Edwin Remsberg/agefotostock/Newscom
The quinquennial tragedy that is the Farm Bill is currently winding its way through Congress. Members of a joint House-Senate conference committee are beginning work to coalesce respective House and Senate versions of the bill before bringing the finished product to a vote by the end of September.
However the finished product turns out—whether a perfect marriage or one that nods more to the House or Senate version—this year's Farm Bill will suck. Just like the last one. And the one before that. And the one before that.
There was hope, thanks to bipartisan support, that Congress would cap farm subsidies (in the form of taxpayer-subsidized crop insurance) paid to many of America's wealthiest farmers. As I lamented earlier this year, those hopes were already on life support. Now, they're dead.
"An unusual coalition of libertarians, free-marketers[,] and environmentalists hoped this farm bill cycle would be the one to rein in subsidies for wealthy farmers," Politico reported this week. Despite good efforts, the coalition's efforts were for naught.
It's worth noting, though, that libertarians, free-marketers (including, um, libertarians), and environmentalists banding together to fight crappy farm bills isn't the least bit "unusual." These groups work together to fight back against wasteful Farm Bill excesses every five years, as I've noted many times, including in this 2012 column and in my recent book, Biting the Hands that Feed Us: How Fewer, Smarter Laws Would Make Our Food System More Sustainable.
In any case, the coalition was no match, as Politico reported elsewhere, for a more powerful coalition, one featuring top Democratic and Republican leadership in the House of Representatives, including speaker Paul Ryan (R–Wisc.), minority leader Nancy Pelosi (D–Calif.), and agriculture committee chairman Mike Conaway (R–Texas).
The defeat of subsidy reform comes as new analysis reveals yet another way that farm subsidies are an abomination.
The analysis, published this week by the Daily Yonder, a rural news site, reveals that eight of the top 10 congressional districts for farm subsidies—in terms of dollars per year—are represented in Congress by members of the party of fiscal restraint. Top among the group is the statewide district of North Dakota Rep. Kevin Cramer (R–N.D.): the farmers in his district receive more than $381 million in subsidies per year.
Playing with that data yields some absurd results.

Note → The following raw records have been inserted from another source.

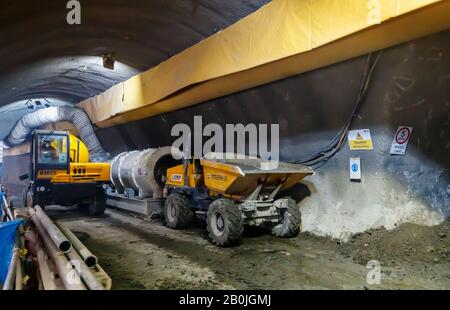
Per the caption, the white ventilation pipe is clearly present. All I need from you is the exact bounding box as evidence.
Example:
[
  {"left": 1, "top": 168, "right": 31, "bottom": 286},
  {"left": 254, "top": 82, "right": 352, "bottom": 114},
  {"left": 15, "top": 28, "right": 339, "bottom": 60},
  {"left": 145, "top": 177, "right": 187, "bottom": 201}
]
[{"left": 4, "top": 106, "right": 109, "bottom": 162}]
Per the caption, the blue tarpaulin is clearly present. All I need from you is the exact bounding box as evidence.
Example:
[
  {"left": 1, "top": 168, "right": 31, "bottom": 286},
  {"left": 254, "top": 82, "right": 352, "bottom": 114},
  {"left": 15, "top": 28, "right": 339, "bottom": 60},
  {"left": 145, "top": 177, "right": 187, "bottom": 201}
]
[{"left": 0, "top": 220, "right": 23, "bottom": 285}]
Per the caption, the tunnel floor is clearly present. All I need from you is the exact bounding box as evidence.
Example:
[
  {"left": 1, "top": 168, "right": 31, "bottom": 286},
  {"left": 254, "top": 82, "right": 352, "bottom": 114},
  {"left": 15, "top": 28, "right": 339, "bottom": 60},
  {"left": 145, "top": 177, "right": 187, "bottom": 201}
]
[{"left": 51, "top": 208, "right": 450, "bottom": 290}]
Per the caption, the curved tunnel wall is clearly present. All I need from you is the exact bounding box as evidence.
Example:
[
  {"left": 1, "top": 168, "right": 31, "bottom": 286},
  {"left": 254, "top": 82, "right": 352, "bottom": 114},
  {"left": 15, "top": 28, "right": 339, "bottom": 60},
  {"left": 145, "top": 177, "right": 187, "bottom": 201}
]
[
  {"left": 95, "top": 30, "right": 450, "bottom": 240},
  {"left": 0, "top": 0, "right": 269, "bottom": 106}
]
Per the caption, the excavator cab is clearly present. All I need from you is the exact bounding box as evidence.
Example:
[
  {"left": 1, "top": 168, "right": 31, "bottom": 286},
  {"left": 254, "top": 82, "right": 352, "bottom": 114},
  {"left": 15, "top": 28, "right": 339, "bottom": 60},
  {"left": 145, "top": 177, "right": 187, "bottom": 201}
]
[{"left": 32, "top": 131, "right": 70, "bottom": 180}]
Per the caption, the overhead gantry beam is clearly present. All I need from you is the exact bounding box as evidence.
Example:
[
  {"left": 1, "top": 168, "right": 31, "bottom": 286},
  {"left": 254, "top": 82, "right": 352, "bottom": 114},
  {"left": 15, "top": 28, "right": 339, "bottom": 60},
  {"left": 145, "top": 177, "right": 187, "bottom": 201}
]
[{"left": 78, "top": 0, "right": 450, "bottom": 128}]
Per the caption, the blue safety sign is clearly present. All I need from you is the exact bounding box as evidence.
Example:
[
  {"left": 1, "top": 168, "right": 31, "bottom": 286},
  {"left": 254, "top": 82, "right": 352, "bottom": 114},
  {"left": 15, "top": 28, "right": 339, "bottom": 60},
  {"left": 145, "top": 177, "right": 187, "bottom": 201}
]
[{"left": 349, "top": 158, "right": 362, "bottom": 180}]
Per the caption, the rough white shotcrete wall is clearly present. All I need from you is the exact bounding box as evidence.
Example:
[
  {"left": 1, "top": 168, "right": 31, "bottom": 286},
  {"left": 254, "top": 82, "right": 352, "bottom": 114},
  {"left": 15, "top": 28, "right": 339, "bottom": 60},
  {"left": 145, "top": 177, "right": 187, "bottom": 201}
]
[{"left": 299, "top": 130, "right": 448, "bottom": 241}]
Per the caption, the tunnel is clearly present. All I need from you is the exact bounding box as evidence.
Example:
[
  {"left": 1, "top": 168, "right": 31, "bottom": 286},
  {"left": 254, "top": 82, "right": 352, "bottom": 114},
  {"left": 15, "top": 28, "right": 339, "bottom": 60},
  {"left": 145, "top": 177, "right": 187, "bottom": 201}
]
[{"left": 0, "top": 0, "right": 449, "bottom": 292}]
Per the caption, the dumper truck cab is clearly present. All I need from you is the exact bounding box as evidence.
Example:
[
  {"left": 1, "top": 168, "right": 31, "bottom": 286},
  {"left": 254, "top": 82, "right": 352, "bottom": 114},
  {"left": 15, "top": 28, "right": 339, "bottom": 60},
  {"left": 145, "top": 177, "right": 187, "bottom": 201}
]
[
  {"left": 23, "top": 130, "right": 110, "bottom": 215},
  {"left": 164, "top": 153, "right": 314, "bottom": 246}
]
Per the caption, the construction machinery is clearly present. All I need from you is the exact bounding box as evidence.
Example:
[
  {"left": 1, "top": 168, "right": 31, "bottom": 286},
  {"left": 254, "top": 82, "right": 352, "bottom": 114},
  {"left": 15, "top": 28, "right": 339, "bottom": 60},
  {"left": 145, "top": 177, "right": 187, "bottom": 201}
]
[
  {"left": 107, "top": 147, "right": 181, "bottom": 217},
  {"left": 23, "top": 130, "right": 110, "bottom": 215},
  {"left": 164, "top": 153, "right": 314, "bottom": 246}
]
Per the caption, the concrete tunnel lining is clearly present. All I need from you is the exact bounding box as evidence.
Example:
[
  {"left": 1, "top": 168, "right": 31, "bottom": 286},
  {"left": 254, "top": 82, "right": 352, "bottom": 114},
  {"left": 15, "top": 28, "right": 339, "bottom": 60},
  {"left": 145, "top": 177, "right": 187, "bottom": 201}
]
[{"left": 0, "top": 0, "right": 269, "bottom": 108}]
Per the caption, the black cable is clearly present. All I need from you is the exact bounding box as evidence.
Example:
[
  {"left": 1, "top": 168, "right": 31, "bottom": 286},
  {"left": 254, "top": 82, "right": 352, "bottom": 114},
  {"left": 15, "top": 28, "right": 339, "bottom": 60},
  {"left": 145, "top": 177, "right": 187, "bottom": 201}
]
[{"left": 291, "top": 51, "right": 381, "bottom": 168}]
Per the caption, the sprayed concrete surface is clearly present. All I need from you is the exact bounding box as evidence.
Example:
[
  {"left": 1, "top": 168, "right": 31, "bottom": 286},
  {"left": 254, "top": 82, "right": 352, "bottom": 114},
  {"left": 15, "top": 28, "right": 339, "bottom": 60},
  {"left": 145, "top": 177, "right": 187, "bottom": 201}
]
[{"left": 54, "top": 208, "right": 450, "bottom": 290}]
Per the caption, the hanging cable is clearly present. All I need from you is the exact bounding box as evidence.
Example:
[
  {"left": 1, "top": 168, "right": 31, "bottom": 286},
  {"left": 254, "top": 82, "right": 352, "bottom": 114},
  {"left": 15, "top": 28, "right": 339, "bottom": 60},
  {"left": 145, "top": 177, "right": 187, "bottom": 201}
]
[{"left": 291, "top": 51, "right": 381, "bottom": 169}]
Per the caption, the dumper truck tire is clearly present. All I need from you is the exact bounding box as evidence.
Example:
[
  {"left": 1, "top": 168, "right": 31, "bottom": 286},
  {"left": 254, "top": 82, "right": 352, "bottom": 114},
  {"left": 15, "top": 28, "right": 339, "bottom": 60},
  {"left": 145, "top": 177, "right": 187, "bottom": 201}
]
[
  {"left": 164, "top": 192, "right": 194, "bottom": 229},
  {"left": 207, "top": 199, "right": 244, "bottom": 247},
  {"left": 88, "top": 189, "right": 107, "bottom": 216},
  {"left": 271, "top": 197, "right": 301, "bottom": 238}
]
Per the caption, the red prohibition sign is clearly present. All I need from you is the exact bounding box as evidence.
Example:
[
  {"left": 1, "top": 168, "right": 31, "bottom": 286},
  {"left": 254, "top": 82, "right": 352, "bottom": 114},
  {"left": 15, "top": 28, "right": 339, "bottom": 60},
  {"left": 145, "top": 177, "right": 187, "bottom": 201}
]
[{"left": 395, "top": 127, "right": 410, "bottom": 145}]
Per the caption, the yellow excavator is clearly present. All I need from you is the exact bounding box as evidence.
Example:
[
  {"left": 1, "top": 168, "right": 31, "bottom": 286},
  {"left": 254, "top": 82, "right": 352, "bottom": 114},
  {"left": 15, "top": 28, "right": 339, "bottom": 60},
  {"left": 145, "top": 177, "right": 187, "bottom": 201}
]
[{"left": 23, "top": 130, "right": 110, "bottom": 215}]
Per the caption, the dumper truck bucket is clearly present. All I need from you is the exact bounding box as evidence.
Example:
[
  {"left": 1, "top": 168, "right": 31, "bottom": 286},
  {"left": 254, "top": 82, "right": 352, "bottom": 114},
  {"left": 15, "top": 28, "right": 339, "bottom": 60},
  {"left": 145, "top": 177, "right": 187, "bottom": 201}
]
[{"left": 200, "top": 155, "right": 314, "bottom": 197}]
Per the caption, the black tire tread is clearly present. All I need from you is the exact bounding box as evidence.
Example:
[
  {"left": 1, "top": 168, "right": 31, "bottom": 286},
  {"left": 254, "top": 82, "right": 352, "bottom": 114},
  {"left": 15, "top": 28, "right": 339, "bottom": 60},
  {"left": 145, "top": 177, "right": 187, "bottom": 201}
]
[
  {"left": 89, "top": 189, "right": 106, "bottom": 216},
  {"left": 271, "top": 197, "right": 301, "bottom": 238},
  {"left": 164, "top": 192, "right": 194, "bottom": 229},
  {"left": 207, "top": 199, "right": 244, "bottom": 246}
]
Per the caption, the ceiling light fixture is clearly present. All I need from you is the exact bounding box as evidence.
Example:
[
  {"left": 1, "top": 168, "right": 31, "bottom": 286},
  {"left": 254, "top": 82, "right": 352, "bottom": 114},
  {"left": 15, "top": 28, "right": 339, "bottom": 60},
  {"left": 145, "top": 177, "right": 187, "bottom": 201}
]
[{"left": 102, "top": 54, "right": 115, "bottom": 70}]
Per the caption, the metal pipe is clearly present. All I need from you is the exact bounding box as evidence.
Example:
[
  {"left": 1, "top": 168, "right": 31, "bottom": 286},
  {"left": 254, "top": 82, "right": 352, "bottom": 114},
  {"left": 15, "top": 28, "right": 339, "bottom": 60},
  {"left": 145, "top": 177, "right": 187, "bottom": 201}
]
[
  {"left": 2, "top": 248, "right": 19, "bottom": 290},
  {"left": 65, "top": 249, "right": 105, "bottom": 290},
  {"left": 36, "top": 241, "right": 58, "bottom": 290},
  {"left": 30, "top": 208, "right": 85, "bottom": 290},
  {"left": 92, "top": 264, "right": 112, "bottom": 290},
  {"left": 34, "top": 206, "right": 72, "bottom": 253},
  {"left": 14, "top": 257, "right": 23, "bottom": 290},
  {"left": 2, "top": 195, "right": 14, "bottom": 221},
  {"left": 55, "top": 221, "right": 98, "bottom": 268},
  {"left": 14, "top": 230, "right": 23, "bottom": 290}
]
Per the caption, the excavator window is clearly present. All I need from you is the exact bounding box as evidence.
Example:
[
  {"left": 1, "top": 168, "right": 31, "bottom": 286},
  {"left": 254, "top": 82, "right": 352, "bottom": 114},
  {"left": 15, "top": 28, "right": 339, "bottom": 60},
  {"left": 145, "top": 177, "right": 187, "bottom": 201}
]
[{"left": 37, "top": 134, "right": 68, "bottom": 165}]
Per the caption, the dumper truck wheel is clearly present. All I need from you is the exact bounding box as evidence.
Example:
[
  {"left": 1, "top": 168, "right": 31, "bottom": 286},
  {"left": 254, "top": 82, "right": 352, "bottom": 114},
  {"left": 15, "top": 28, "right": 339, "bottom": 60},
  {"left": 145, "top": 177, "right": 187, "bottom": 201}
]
[
  {"left": 164, "top": 192, "right": 194, "bottom": 229},
  {"left": 88, "top": 189, "right": 106, "bottom": 216},
  {"left": 271, "top": 197, "right": 301, "bottom": 238},
  {"left": 207, "top": 199, "right": 244, "bottom": 247}
]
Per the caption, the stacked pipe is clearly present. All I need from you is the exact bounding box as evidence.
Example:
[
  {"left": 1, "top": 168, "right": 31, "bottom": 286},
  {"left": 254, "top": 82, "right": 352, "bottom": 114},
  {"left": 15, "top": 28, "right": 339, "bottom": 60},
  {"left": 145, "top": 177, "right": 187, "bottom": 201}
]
[
  {"left": 1, "top": 193, "right": 15, "bottom": 222},
  {"left": 2, "top": 235, "right": 22, "bottom": 290},
  {"left": 28, "top": 206, "right": 110, "bottom": 290}
]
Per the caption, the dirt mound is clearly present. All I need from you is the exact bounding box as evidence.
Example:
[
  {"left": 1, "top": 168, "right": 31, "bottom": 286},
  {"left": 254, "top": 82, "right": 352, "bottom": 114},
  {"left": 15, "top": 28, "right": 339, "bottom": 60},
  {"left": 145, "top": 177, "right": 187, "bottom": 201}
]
[{"left": 338, "top": 219, "right": 450, "bottom": 266}]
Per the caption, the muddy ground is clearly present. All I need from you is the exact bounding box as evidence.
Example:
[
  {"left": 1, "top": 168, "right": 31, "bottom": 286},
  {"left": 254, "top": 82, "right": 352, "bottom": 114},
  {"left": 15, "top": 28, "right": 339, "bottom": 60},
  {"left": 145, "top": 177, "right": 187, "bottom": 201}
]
[{"left": 53, "top": 207, "right": 450, "bottom": 290}]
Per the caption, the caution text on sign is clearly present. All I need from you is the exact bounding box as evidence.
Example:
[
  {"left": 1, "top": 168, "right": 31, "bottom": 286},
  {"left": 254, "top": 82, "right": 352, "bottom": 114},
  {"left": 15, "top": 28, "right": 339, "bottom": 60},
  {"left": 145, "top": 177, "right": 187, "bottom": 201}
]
[
  {"left": 348, "top": 129, "right": 373, "bottom": 150},
  {"left": 390, "top": 126, "right": 413, "bottom": 155}
]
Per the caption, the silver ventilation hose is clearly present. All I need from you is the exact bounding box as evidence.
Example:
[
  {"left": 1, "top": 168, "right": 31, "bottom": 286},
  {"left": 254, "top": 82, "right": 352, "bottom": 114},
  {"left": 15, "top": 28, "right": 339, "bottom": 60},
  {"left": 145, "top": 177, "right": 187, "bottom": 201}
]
[{"left": 4, "top": 106, "right": 110, "bottom": 162}]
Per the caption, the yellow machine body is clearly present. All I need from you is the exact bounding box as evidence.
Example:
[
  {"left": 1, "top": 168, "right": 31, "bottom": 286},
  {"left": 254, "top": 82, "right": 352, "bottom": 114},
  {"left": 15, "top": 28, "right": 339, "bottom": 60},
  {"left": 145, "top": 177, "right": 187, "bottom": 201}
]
[
  {"left": 34, "top": 132, "right": 110, "bottom": 183},
  {"left": 164, "top": 155, "right": 314, "bottom": 245},
  {"left": 165, "top": 157, "right": 314, "bottom": 200},
  {"left": 27, "top": 130, "right": 110, "bottom": 214}
]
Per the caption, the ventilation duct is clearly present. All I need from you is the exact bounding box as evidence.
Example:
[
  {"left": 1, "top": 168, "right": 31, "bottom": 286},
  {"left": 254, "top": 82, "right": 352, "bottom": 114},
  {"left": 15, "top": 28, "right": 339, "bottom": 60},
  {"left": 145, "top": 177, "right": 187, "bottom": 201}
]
[
  {"left": 4, "top": 106, "right": 109, "bottom": 162},
  {"left": 110, "top": 147, "right": 181, "bottom": 199}
]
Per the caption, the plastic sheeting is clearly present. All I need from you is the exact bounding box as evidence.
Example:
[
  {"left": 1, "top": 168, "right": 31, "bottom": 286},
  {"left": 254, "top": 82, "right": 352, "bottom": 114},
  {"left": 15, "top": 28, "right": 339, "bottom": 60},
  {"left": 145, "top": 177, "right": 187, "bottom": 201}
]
[
  {"left": 78, "top": 0, "right": 449, "bottom": 127},
  {"left": 4, "top": 107, "right": 110, "bottom": 162},
  {"left": 0, "top": 220, "right": 22, "bottom": 285}
]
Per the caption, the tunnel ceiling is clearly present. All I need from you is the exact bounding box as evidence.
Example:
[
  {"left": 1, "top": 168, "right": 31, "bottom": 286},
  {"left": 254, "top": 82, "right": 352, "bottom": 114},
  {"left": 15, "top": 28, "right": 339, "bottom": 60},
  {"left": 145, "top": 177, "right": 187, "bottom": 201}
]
[{"left": 0, "top": 0, "right": 270, "bottom": 107}]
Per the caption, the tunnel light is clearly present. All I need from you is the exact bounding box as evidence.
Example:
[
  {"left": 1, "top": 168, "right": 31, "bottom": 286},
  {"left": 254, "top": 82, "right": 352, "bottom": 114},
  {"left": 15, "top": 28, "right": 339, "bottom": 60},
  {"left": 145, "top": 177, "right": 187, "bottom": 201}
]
[{"left": 103, "top": 54, "right": 115, "bottom": 70}]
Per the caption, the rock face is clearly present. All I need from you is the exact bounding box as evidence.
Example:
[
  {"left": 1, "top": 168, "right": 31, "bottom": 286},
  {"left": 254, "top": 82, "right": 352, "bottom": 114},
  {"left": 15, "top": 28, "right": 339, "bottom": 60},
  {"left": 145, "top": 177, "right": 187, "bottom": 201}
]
[
  {"left": 300, "top": 128, "right": 449, "bottom": 240},
  {"left": 96, "top": 30, "right": 450, "bottom": 240}
]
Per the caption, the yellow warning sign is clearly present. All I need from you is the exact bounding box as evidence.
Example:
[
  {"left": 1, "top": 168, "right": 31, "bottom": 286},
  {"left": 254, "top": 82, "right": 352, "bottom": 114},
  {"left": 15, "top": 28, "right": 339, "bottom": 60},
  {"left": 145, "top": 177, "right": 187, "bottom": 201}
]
[{"left": 348, "top": 129, "right": 374, "bottom": 150}]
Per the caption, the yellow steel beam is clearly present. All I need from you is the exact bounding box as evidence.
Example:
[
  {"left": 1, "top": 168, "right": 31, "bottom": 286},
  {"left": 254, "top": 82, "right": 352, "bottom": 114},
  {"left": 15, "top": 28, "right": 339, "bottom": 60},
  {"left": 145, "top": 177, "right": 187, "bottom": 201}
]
[{"left": 79, "top": 0, "right": 450, "bottom": 128}]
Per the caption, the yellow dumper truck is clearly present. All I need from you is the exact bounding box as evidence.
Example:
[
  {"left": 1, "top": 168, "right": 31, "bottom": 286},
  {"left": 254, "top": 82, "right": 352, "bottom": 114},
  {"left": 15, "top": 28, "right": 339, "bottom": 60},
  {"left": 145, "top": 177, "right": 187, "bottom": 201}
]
[{"left": 164, "top": 154, "right": 314, "bottom": 246}]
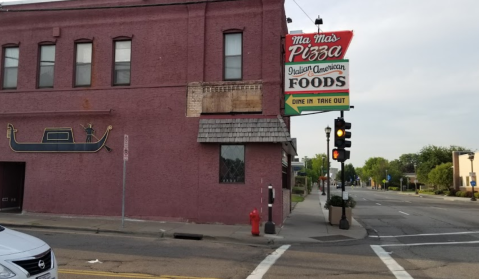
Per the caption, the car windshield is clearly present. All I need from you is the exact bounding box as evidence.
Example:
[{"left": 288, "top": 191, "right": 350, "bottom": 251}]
[{"left": 0, "top": 225, "right": 4, "bottom": 232}]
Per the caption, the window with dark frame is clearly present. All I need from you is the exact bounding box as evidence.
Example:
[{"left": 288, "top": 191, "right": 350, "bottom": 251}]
[
  {"left": 224, "top": 33, "right": 242, "bottom": 80},
  {"left": 2, "top": 47, "right": 19, "bottom": 89},
  {"left": 113, "top": 40, "right": 131, "bottom": 86},
  {"left": 75, "top": 42, "right": 92, "bottom": 87},
  {"left": 220, "top": 145, "right": 245, "bottom": 183},
  {"left": 38, "top": 45, "right": 55, "bottom": 88}
]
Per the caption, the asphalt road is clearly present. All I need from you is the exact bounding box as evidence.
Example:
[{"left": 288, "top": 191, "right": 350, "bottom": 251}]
[{"left": 16, "top": 188, "right": 479, "bottom": 279}]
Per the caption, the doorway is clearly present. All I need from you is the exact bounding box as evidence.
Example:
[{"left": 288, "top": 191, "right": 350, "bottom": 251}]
[{"left": 0, "top": 162, "right": 25, "bottom": 212}]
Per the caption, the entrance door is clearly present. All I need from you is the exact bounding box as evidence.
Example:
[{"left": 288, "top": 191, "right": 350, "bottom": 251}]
[{"left": 0, "top": 162, "right": 25, "bottom": 212}]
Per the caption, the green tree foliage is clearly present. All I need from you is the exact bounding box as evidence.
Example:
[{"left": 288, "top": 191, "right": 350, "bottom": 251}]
[
  {"left": 386, "top": 159, "right": 404, "bottom": 186},
  {"left": 355, "top": 167, "right": 367, "bottom": 184},
  {"left": 301, "top": 154, "right": 327, "bottom": 184},
  {"left": 335, "top": 163, "right": 356, "bottom": 183},
  {"left": 428, "top": 162, "right": 453, "bottom": 190},
  {"left": 398, "top": 153, "right": 419, "bottom": 173},
  {"left": 362, "top": 157, "right": 388, "bottom": 187},
  {"left": 417, "top": 145, "right": 468, "bottom": 184}
]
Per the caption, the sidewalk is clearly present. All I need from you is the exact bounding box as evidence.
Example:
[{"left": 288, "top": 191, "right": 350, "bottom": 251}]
[{"left": 0, "top": 186, "right": 367, "bottom": 246}]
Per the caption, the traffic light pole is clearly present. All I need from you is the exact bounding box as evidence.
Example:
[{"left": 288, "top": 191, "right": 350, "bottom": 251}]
[{"left": 339, "top": 161, "right": 350, "bottom": 230}]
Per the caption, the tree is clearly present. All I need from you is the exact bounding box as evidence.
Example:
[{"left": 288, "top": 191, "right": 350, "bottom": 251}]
[
  {"left": 398, "top": 153, "right": 419, "bottom": 173},
  {"left": 417, "top": 145, "right": 468, "bottom": 184},
  {"left": 428, "top": 162, "right": 453, "bottom": 191},
  {"left": 362, "top": 157, "right": 388, "bottom": 187}
]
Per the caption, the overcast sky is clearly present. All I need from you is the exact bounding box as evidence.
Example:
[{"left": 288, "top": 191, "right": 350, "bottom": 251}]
[
  {"left": 285, "top": 0, "right": 479, "bottom": 169},
  {"left": 2, "top": 0, "right": 478, "bottom": 169}
]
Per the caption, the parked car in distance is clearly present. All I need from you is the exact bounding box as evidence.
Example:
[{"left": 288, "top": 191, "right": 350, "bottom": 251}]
[
  {"left": 336, "top": 182, "right": 342, "bottom": 189},
  {"left": 0, "top": 225, "right": 58, "bottom": 279}
]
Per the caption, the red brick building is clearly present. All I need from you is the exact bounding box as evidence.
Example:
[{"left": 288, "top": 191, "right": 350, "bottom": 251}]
[{"left": 0, "top": 0, "right": 296, "bottom": 225}]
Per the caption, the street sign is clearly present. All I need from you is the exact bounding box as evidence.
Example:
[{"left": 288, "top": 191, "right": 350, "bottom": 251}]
[
  {"left": 123, "top": 135, "right": 129, "bottom": 161},
  {"left": 471, "top": 181, "right": 476, "bottom": 186},
  {"left": 400, "top": 178, "right": 403, "bottom": 182},
  {"left": 387, "top": 174, "right": 391, "bottom": 181},
  {"left": 382, "top": 179, "right": 386, "bottom": 184}
]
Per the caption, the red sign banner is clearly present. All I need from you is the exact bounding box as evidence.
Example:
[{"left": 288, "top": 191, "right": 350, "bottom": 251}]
[{"left": 285, "top": 31, "right": 353, "bottom": 63}]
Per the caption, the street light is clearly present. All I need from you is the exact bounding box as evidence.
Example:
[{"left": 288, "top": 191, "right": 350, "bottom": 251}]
[
  {"left": 468, "top": 152, "right": 476, "bottom": 201},
  {"left": 321, "top": 157, "right": 326, "bottom": 195},
  {"left": 325, "top": 126, "right": 331, "bottom": 202},
  {"left": 414, "top": 163, "right": 418, "bottom": 195}
]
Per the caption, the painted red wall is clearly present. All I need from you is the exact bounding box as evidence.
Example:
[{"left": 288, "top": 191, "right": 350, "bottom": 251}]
[{"left": 0, "top": 0, "right": 289, "bottom": 225}]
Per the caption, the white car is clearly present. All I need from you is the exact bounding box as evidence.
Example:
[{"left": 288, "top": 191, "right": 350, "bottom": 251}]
[{"left": 0, "top": 225, "right": 58, "bottom": 279}]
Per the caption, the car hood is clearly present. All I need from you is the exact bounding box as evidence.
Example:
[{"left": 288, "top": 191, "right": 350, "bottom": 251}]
[{"left": 0, "top": 227, "right": 47, "bottom": 256}]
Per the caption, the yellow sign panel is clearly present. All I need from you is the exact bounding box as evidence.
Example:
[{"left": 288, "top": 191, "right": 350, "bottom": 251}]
[{"left": 285, "top": 93, "right": 349, "bottom": 114}]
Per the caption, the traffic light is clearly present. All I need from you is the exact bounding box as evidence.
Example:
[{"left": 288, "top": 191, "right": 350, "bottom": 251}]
[
  {"left": 332, "top": 117, "right": 351, "bottom": 162},
  {"left": 334, "top": 118, "right": 351, "bottom": 149}
]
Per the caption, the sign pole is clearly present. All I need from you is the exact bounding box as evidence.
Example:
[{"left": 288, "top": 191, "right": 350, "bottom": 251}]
[{"left": 122, "top": 135, "right": 129, "bottom": 228}]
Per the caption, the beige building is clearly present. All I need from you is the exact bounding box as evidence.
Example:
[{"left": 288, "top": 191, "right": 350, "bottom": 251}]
[{"left": 453, "top": 151, "right": 478, "bottom": 191}]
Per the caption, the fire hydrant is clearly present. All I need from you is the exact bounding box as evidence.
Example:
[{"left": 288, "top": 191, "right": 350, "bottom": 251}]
[{"left": 249, "top": 208, "right": 261, "bottom": 236}]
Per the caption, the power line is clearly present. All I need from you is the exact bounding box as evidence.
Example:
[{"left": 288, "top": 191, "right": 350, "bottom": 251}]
[{"left": 291, "top": 0, "right": 315, "bottom": 24}]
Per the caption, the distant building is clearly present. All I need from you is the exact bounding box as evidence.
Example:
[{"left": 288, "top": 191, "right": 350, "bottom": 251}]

For example: All told, North Dakota receives more than $500 in subsidies for every state resident. North Dakota farms received an average of more than $15,000 per year in federal farm subsidies. Perhaps most galling is this: if subsidies were a crop, then USDA data show that North Dakota's hardworking subsidy farmers would be the state's fourth largest in terms of the dollar value of their production—trailing only soybeans, wheat, corn, and canola while easily edging out hay, beans, potatoes, sunflowers, barley, peas, lentils, flaxseed, oats, safflower, and sugarbeets.
Still, the final version of the Farm Bill might not be all bad. Rep. Morgan Griffith (R–Va.) took to the pages of the Augusta Free Press with a real peach of a piece extolling the virtues of the Farm Bill as a means to "support farmers" and similar drivel. But Griffith also used the piece to push for one of the few potential bright spots in this Farm Bill: the possibility to end what he rightly labels the "illogical and unproductive ban" on raising hemp.
In fact, farmers around the country are hopeful the nation's hemp ban may fall with passage of this Farm Bill.
"We're optimistic the 2018 Farm Bill will include hemp legalization," Jonathan Miller, general counsel for a group that represents hemp companies, told UPI.
Let's hope so. But will farm subsidies ever die? Probably not. They're a game Congress continues to play with taxpayers' money. And that game is rigged to ensure hundreds of millions of Americans will always lose.